In a past interview, she talked about how music and art were important outlets for her as a child. They helped her to express her emotions during her difficult upbringing.
She said, “As I developed throughout school years I learned about music, theatre, photography, film, and all of these different tools allowed me to gain my voice.”
Having said that, it's no surprise that millions of people have turned to music as a source of entertainment and inspiration during this challenging period of isolation.
Whether it be dance, poetry, or music, find your voice.
A.I. recommends, “Whether it be dance, poetry, or music, find your voice. Hopefully that will allow you to cope. It’s not going to erase the feelings. It’s not going to take away your problems, but it could alleviate it for a moment.”
It seems people have been doing exactly that in lockdown.
According to a report done by the Royal Philharmonic Orchestra (RPO), people are using this time to learn and develop new skills in music.
Playing one or more instruments from home is helping people of all ages feel more enthusiastic during lockdown. They’re even branching out into new genres and broadening their musical horizons, with the most popular instruments being the guitar, the piano, and the drums.

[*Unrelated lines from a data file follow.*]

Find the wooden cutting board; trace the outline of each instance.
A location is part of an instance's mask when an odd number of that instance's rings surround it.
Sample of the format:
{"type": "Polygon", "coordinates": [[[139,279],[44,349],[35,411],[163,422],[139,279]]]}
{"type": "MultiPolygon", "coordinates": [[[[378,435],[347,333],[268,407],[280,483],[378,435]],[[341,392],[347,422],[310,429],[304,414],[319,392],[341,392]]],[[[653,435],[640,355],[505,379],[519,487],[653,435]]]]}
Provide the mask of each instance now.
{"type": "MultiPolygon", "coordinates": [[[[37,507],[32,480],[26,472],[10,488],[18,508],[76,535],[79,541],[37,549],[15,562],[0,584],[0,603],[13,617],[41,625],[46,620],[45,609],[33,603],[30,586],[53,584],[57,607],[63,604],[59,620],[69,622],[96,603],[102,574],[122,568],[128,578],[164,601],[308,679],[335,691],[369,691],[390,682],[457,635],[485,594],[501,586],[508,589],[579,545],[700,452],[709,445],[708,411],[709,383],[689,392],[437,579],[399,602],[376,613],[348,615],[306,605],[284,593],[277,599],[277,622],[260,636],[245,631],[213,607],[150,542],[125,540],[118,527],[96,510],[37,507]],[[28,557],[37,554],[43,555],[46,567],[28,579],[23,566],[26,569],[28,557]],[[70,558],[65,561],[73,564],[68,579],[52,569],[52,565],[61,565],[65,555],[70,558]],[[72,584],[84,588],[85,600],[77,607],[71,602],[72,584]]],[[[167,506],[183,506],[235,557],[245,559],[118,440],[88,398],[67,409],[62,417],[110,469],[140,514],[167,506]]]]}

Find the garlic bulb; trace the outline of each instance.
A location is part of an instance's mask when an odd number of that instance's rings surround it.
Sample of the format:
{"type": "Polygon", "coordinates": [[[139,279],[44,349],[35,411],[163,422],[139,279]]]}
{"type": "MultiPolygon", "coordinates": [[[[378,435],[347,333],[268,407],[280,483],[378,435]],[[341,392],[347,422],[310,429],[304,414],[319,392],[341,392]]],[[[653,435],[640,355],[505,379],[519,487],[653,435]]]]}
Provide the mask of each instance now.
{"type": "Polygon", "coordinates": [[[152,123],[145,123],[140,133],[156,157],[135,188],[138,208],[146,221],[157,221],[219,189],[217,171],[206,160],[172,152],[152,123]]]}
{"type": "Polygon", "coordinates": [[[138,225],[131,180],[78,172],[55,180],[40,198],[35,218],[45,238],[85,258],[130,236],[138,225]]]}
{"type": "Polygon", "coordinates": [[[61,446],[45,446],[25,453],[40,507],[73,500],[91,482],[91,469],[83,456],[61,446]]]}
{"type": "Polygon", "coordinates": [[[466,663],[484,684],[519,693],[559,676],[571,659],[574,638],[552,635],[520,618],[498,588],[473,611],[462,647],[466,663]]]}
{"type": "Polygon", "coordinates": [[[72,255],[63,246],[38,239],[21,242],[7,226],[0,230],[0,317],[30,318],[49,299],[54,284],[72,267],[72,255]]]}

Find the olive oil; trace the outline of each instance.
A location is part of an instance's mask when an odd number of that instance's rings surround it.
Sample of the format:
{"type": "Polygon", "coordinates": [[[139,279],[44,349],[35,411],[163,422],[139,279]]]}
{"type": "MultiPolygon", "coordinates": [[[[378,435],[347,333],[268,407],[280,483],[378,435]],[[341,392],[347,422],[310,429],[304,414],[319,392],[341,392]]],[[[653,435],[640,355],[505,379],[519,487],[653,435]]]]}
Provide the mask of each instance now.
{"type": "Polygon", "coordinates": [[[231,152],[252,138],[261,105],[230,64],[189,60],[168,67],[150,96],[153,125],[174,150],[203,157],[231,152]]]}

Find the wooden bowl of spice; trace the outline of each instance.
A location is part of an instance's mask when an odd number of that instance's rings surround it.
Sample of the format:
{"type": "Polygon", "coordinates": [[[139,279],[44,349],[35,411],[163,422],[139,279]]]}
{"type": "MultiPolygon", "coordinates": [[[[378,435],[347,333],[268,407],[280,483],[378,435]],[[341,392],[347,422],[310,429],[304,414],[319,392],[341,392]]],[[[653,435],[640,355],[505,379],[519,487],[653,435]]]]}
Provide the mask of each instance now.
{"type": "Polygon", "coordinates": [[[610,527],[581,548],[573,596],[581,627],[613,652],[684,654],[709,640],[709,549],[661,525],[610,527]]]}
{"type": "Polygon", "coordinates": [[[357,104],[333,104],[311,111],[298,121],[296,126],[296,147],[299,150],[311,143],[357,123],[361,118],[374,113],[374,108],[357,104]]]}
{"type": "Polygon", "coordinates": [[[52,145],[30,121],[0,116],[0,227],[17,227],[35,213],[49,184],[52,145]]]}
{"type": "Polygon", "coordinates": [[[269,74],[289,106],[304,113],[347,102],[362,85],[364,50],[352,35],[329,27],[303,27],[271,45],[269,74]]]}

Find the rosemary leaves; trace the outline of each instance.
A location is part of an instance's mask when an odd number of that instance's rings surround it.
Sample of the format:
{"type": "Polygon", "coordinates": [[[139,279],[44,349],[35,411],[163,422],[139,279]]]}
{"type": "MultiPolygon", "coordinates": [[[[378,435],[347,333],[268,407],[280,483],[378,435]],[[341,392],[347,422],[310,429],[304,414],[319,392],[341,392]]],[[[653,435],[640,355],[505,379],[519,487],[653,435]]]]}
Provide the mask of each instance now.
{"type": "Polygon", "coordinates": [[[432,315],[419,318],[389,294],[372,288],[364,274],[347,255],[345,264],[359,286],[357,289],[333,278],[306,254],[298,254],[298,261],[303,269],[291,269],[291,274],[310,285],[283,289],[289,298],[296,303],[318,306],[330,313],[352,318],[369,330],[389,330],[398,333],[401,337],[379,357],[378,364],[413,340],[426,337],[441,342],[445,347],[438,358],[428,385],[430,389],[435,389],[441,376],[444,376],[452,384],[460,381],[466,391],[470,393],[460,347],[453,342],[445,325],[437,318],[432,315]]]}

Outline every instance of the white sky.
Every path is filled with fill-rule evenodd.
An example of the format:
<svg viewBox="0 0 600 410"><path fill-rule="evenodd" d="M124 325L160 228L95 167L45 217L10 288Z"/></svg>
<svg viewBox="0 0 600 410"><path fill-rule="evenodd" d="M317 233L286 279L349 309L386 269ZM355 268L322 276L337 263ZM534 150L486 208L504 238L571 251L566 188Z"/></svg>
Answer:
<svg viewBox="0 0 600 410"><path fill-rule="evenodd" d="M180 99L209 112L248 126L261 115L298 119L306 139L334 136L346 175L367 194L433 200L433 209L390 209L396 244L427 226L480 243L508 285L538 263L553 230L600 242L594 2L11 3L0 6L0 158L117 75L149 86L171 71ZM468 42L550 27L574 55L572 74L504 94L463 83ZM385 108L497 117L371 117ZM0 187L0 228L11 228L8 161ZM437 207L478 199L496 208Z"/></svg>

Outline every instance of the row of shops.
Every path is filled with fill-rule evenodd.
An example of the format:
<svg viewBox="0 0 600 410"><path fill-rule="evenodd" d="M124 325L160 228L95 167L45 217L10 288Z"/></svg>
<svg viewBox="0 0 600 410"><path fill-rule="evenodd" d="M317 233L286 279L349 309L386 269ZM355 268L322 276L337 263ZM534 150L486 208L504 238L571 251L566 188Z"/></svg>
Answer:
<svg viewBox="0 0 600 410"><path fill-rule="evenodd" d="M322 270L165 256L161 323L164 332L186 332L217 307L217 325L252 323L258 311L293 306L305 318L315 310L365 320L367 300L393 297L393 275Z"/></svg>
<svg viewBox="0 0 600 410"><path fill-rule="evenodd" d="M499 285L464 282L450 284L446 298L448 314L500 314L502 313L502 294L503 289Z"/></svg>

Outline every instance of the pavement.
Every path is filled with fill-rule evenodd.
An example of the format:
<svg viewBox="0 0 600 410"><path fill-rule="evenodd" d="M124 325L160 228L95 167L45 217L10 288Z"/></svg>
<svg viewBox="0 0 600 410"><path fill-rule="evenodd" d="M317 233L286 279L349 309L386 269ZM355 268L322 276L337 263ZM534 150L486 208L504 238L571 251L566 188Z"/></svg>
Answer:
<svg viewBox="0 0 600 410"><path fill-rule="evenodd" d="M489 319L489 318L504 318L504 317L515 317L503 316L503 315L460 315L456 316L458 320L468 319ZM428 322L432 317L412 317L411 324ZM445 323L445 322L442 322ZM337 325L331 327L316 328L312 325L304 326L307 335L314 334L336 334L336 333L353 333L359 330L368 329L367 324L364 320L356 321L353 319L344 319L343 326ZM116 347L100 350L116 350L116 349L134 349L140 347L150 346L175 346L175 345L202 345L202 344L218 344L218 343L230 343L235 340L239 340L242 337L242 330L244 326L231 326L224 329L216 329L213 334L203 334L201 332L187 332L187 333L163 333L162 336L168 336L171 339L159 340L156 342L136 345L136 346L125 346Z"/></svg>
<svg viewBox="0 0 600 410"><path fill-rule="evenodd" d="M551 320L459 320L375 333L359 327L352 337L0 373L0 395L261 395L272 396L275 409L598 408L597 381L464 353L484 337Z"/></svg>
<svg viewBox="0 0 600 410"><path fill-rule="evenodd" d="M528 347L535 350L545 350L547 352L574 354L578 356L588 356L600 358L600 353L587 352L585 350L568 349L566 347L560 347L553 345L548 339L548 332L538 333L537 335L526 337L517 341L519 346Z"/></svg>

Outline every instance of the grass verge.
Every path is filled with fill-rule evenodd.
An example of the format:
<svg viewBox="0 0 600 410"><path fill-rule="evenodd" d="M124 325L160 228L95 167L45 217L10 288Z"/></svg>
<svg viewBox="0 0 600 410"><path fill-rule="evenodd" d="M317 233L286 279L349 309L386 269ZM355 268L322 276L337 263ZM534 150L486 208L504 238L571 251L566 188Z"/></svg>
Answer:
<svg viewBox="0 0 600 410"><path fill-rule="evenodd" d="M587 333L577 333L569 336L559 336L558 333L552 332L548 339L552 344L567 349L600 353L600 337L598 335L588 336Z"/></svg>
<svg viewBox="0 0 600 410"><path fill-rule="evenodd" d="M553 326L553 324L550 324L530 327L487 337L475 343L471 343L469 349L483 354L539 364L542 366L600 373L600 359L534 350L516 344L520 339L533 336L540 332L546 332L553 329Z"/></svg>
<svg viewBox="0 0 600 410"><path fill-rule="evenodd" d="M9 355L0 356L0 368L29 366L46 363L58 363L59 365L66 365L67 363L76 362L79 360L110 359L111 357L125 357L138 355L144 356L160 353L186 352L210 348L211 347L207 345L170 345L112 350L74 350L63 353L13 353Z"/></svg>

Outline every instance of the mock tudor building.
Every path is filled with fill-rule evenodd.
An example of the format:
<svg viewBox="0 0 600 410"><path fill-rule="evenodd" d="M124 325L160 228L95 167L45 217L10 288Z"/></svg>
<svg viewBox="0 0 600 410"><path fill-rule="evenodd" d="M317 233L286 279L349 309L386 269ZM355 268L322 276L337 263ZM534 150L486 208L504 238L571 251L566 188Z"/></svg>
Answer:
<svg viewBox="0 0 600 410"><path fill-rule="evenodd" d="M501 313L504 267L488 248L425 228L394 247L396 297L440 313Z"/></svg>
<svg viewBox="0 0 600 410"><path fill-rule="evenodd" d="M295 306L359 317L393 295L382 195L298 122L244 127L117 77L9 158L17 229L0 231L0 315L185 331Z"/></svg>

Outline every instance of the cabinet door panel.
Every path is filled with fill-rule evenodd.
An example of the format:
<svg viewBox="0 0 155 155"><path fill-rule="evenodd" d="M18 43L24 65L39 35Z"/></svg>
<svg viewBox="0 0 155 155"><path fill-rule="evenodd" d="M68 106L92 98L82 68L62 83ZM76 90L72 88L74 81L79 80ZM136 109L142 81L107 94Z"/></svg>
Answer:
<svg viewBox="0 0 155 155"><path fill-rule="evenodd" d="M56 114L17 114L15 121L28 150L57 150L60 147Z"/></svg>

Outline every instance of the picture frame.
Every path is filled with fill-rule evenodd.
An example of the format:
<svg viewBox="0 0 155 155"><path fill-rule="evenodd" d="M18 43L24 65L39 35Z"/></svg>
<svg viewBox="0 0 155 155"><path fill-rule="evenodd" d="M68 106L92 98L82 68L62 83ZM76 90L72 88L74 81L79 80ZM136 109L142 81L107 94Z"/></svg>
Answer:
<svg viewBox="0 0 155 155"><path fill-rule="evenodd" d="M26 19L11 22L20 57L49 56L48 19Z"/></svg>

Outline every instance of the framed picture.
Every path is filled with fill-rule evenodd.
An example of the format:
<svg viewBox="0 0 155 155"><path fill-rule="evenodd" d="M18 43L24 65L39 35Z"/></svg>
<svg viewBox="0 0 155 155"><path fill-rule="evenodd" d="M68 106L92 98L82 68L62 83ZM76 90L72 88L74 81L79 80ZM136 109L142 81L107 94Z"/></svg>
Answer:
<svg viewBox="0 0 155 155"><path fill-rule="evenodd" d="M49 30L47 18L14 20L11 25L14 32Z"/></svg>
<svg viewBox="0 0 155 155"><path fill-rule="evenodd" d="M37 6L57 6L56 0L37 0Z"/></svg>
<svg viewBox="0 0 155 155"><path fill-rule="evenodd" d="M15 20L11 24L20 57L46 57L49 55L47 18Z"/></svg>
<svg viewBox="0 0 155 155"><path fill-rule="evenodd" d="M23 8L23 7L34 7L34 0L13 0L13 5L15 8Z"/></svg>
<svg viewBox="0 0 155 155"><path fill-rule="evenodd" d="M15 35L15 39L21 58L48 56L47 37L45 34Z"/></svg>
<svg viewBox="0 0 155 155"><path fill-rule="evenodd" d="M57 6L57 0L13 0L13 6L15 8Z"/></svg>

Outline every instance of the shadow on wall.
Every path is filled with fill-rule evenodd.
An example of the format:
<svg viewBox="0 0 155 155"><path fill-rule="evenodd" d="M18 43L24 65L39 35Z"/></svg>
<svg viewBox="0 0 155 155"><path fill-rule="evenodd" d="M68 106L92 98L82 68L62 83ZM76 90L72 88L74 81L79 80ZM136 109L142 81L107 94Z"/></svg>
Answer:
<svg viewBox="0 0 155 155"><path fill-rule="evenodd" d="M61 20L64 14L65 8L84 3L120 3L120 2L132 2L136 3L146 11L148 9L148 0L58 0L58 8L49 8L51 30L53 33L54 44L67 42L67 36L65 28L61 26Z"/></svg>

People turned to music to help them get through the day.
James Williams, Managing Director of RPO commented, “It is also important to note that during the darkest hours of the coronavirus pandemic, people turned to music to help them get through the day, to engage in positive activities in the home and to support their mental health and wellbeing.”
The RPO Resound programme has grown to become the most innovative and respected orchestral community and education programme in the UK and internationally.